P5-9 Citation Builders, Inc., builds office buildings and single-family homes. The office buildings are constructed under contract with reputable buyers. The homes are constructed in developments ranging from 10–20 homes and are typically sold during construction or soon after. To secure the home upon completion, buyers must pay a deposit of 10% of the price of the home with the remaining balance due upon completion of the house and transfer of title. Failure to pay the full amount results in forfeiture of the down payment. Occasionally, homes remain unsold for as long as three months after construction. In these situations, sales price reductions are used to promote the sale.
During 2011, Citation began construction of an office building for Altamont Corporation. The total contract price is $20 million. Costs incurred, estimated costs to complete at year-end, billings, and cash collections for the life of the contract are as follows:
2011 2012 2013 Costs incurred during the year $4,000,000 $9,500,000 $4,500,000 Estimated costs to complete as of year-end 12,000,000 4,500,000 – Billing during the year 2,000,000 10,000,000 8,000,000 cash collections during the year 1,800,000 8,600,000 9,600,000
Also during 2011, Citation began a development consisting of 12 identical homes. Citation estimated that each home will sell for $600,000, but individual sales prices are negotiated with buyers. Deposits were received for eight of the homes, three of which were completed during 2011 and paid for in full for $600,000 each by the buyers. The completed homes cost $450,000 each to construct. The construction costs incurred during 2011 for the nine uncompleted homes totaled $2,700,000.

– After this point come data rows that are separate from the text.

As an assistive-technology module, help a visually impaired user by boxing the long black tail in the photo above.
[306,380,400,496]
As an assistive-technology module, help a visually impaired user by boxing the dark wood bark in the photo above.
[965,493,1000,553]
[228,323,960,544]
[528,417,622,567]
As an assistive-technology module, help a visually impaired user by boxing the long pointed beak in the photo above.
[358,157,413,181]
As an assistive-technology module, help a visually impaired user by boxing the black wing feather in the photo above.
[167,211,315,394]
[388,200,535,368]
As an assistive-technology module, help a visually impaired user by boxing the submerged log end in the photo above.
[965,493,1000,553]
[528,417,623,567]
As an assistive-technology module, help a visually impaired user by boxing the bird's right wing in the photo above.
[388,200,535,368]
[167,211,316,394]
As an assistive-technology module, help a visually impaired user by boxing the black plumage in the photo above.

1. Briefly explain the difference between the percentage-of-completion and the completed contract methods of accounting for long-term construction contracts.
2. Answer the following questions assuming that Citation uses the completed contract method for its office building contracts:
a. What is the amount of gross profit or loss to be recognized for the Altamont contract during 2011 and 2012?
b. How much revenue related to this contract will Citation report in its 2011 and 2012 income statements?
c. What will Citation report in its December 31, 2011, balance sheet related to this contract (ignore cash)?
3. Answer requirements 2a–2c assuming that Citation uses the percentage-of-completion method for its office building contracts.
4. Assume that as of year end 2012 the estimated cost to complete the office building is $9,000,000 and that Citation uses the percentage-of-completion method.
a. What is the amount of gross profit or loss to be recognized for the Altamont contract during 2012?
b. How much revenue related to this contract will Citation report in the 2012 income statement?
c. What will Citation report in its 2012 balance sheet related to this contract (ignore cash)?
5. When should Citation recognize revenue for the sale of its single-family homes?
6. What will Citation report in its 2011 income statement and 2011 balance sheet related to the single-family home business (ignore cash in the balance sheet)?